E’ certo difficile non vedere – o fingere di non vedere – la presenza di un intento di beffa, da parte dei Cinesi, nell’aver scelto il giorno della presidenziale incoronazione di Donald Trump per rilasciare la loro nuova grande creazione – semplicemente denominata R1 – nel campo della Intelligenza Artificiale.
Messa a punto da una piccola entità di ricerca, essa contiene però anche un grande insegnamento, reso più evidente dal fatto che il significato della “sorpresa” cinese sia stato recepito dai giganti del big tech solo nei giorni immediatamente successivi alla decisione di Trump di creare Stargate. Un tentativo di assicurare all’America il controllo sulla A.I. (o meglio il successo di alcuni suoi discutibili progetti di intelligenza artificiale) grazie ad un mostro gigantesco per quantità di mezzi disponibili.

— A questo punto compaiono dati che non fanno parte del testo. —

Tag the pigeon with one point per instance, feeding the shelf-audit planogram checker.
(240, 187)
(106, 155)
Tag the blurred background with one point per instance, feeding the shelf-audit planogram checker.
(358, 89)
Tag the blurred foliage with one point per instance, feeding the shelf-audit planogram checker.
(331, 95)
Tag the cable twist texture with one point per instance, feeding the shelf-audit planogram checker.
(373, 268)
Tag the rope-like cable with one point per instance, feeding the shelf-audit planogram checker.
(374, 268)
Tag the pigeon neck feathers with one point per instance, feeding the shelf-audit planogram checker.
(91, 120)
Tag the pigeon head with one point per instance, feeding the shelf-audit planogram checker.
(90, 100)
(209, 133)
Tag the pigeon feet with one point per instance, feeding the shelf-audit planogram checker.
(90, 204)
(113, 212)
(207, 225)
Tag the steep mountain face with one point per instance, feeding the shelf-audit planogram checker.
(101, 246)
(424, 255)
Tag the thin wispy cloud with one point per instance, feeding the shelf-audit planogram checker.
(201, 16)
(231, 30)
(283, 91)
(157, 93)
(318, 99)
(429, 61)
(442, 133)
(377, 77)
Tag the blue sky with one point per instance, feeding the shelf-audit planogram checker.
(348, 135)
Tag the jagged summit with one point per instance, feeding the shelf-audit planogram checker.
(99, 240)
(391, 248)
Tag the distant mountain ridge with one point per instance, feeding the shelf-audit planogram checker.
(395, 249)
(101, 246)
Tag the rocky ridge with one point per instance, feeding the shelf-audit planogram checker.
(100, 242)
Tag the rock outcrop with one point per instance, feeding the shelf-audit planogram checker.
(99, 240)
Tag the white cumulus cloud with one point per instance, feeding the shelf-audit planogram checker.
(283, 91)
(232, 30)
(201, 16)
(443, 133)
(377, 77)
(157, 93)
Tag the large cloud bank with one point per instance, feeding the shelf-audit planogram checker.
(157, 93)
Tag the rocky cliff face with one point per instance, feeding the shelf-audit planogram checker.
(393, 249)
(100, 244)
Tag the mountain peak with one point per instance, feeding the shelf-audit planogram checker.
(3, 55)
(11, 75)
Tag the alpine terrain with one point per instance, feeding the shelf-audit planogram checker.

Un mostro con cui la nuova leadership americana – scegliendo la linea di Sam Altman, non a caso aspramente criticata da Elon Musk – ha indubbiamente finito per dimostrare di confondere ciò che e volgarmente “grosso“ con quello che è tecnicamente ed intellettualmente “grande”.
Il grande e la beffa
C’è indubbiamente, dietro questa scelta, una visione stessa dell’America: una visione di cui Trump è il più esplicito e ingenuo rappresentante, la vera e propria bandiera di una linea probabilmente destinata ad essere perdente. Ma c’è da dire che neanche la linea di Politica Scientifica dell’amministrazione Biden era stata – negli ultimi quattro anni – molto diversa, nel suo tentativo di rivaleggiare e di ostacolare la Cina.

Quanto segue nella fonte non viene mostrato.